Thread: Which data structure would be best?

  1. #1
    Registered User
    Join Date
    Feb 2006
    Posts
    71

    Which data structure would be best?

    I have a list of 256 numbers that can range in value up to 256. Each of these numbers are associated to another value so I thought std;:map would be great until I realized there is no function for sorting by value rather than key which is what I need. I could dump the std::map into a new one which has the key/value swapped and it would sort it as I dump it in but that is far from efficient.

    I really wish I could just use <algorithm>'s sort on a 2d array. The more I think about this maybe it'd just be best to make a struct, overload an operator and make a comparison functor and pass that into <algorithm>'s sort.

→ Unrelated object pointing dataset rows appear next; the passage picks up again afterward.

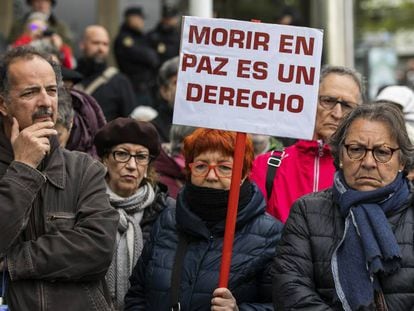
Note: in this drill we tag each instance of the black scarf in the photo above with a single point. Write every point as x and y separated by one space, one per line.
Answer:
211 204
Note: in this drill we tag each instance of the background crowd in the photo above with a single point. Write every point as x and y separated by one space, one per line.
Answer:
106 205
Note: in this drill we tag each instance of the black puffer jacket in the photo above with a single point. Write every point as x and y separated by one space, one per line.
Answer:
302 268
254 246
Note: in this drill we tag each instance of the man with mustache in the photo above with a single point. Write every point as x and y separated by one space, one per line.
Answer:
111 89
57 228
307 166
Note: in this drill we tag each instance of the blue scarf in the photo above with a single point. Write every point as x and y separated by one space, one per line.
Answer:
368 245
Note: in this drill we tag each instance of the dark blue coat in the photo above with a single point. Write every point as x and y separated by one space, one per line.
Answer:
254 247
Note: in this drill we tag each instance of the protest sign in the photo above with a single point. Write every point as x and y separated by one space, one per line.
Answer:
248 77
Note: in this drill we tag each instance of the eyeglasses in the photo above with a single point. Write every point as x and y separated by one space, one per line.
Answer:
124 157
381 154
201 169
329 103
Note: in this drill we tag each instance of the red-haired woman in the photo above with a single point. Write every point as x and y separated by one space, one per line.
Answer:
165 277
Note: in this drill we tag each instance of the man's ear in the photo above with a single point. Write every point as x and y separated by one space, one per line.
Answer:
3 106
164 92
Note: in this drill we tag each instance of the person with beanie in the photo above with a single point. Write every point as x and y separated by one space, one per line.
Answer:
127 149
179 266
135 58
350 247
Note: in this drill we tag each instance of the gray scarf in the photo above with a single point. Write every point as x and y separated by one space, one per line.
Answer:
129 241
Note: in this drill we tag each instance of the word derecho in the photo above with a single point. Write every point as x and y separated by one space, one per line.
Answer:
211 94
240 70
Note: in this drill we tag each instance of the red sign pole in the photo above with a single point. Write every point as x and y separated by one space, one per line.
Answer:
238 157
232 206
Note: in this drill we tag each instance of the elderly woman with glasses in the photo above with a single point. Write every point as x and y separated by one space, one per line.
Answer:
179 266
351 247
127 148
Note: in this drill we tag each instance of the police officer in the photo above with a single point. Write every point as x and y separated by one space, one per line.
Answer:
135 57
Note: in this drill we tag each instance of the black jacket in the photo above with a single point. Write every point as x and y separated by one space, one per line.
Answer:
302 269
254 245
166 41
136 59
116 97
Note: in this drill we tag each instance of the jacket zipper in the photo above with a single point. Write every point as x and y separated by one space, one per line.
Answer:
317 165
55 217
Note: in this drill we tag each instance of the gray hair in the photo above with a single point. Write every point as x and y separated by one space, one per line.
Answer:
382 112
28 53
344 71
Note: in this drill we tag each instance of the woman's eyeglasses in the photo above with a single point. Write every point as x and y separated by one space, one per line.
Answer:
381 154
123 157
329 102
201 169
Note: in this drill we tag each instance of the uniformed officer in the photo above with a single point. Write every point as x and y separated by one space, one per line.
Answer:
135 57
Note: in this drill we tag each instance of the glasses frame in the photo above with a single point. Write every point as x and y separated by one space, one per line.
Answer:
140 162
210 167
372 152
345 105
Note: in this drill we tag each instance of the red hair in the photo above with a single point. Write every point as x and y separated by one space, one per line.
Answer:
202 140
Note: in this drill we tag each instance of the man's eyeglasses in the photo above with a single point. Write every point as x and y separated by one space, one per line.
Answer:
329 103
381 154
201 169
123 157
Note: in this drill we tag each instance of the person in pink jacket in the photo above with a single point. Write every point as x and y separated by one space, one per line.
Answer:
307 166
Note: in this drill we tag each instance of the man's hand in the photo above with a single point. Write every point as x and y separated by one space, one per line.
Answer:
32 144
223 300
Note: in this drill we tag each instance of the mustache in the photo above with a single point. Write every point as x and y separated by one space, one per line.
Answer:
42 112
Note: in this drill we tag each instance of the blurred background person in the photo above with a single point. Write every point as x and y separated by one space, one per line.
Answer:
135 58
350 247
111 89
64 121
170 164
196 227
77 130
167 86
127 148
55 25
165 37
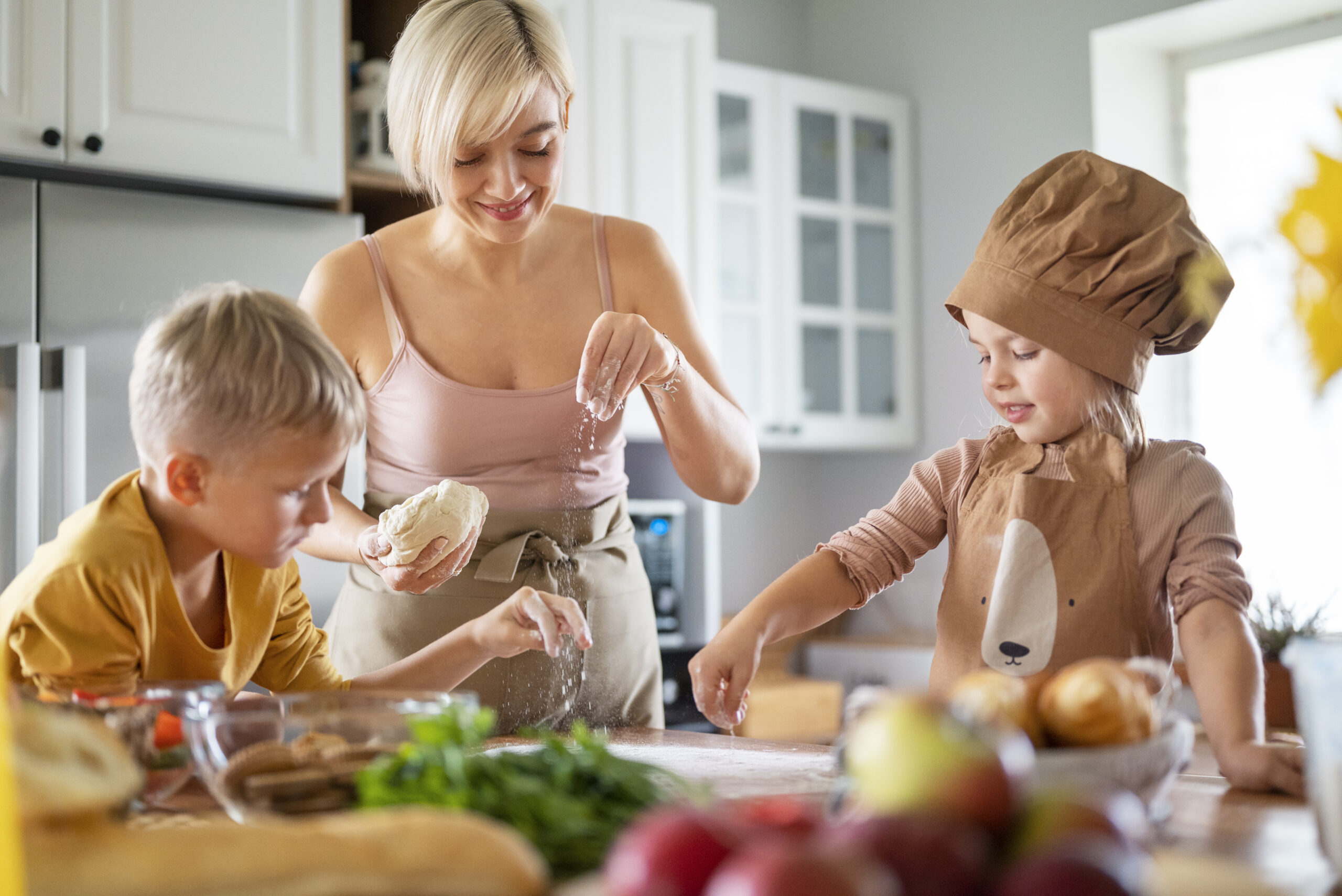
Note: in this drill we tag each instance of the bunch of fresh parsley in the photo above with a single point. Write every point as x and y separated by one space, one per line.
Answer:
568 797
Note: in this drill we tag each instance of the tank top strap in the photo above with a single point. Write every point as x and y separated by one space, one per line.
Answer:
384 290
603 262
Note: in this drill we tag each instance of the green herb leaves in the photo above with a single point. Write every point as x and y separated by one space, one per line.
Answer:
568 797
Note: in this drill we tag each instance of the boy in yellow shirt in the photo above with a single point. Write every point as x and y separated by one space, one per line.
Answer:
242 414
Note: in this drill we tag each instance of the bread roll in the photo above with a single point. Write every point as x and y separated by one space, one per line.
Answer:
995 699
1096 703
447 510
69 763
387 852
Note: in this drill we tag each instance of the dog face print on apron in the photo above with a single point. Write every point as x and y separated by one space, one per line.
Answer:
1044 570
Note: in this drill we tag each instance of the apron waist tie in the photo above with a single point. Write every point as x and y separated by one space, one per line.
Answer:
500 564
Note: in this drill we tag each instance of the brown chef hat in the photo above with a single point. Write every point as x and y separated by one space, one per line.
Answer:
1098 262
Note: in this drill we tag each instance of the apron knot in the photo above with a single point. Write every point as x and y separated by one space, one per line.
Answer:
500 564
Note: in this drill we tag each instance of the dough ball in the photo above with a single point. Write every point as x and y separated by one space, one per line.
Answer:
447 510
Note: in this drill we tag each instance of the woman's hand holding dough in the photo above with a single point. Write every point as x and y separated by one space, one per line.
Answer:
430 569
532 620
622 353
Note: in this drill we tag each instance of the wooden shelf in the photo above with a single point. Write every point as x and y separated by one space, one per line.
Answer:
368 179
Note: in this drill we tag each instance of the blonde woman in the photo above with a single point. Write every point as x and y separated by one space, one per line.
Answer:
497 338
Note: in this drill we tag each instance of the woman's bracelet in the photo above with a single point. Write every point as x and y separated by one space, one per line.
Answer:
669 387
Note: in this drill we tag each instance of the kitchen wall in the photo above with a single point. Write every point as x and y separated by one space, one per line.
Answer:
998 89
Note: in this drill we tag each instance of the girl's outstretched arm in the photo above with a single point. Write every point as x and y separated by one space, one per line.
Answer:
808 595
1227 675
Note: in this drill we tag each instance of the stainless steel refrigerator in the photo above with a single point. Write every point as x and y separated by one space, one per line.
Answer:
82 268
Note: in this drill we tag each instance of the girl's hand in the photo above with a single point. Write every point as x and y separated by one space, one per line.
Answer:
532 620
622 353
430 569
721 676
1264 767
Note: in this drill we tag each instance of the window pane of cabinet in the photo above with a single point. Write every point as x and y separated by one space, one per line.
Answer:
734 141
737 253
876 373
741 359
820 384
819 262
871 163
875 287
819 153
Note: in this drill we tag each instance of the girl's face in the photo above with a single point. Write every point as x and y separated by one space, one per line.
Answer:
502 190
1041 393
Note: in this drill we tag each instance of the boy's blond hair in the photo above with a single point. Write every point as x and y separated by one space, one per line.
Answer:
229 365
461 73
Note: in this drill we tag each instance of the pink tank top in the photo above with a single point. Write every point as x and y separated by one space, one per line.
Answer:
524 448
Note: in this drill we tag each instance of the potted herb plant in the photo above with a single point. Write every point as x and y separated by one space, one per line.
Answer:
1274 625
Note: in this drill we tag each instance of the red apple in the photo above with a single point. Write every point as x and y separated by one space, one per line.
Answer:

    I want to know if there is any data structure that would be convenient for what I want to do? It just seems like a bit of a hassle to do this for sorting an array >.<;

  2. #2
    Hurry Slowly vart's Avatar
    Join Date
    Oct 2006
    Location
    Rishon LeZion, Israel
    Posts
    6,788
    256 is very small number

    why exactly you need to sort data? What operations you need to do?
    All problems in computer science can be solved by another level of indirection,
    except for the problem of too many layers of indirection.
    – David J. Wheeler

  3. #3
    Algorithm Dissector iMalc's Avatar
    Join Date
    Dec 2005
    Location
    New Zealand
    Posts
    6,318
    I don't understand why you think you would want to sort based on value rather than key. If there is something you want to sort by then you make that the key, and make whatever you thought was going to be the key into the value. If it is possible to just sort the data e.g. in an array, then it is possible to use a map.

    However, with only 256 possible values, and where each item is so small, you'll get the best performance out of just putting it into an array and sorting that.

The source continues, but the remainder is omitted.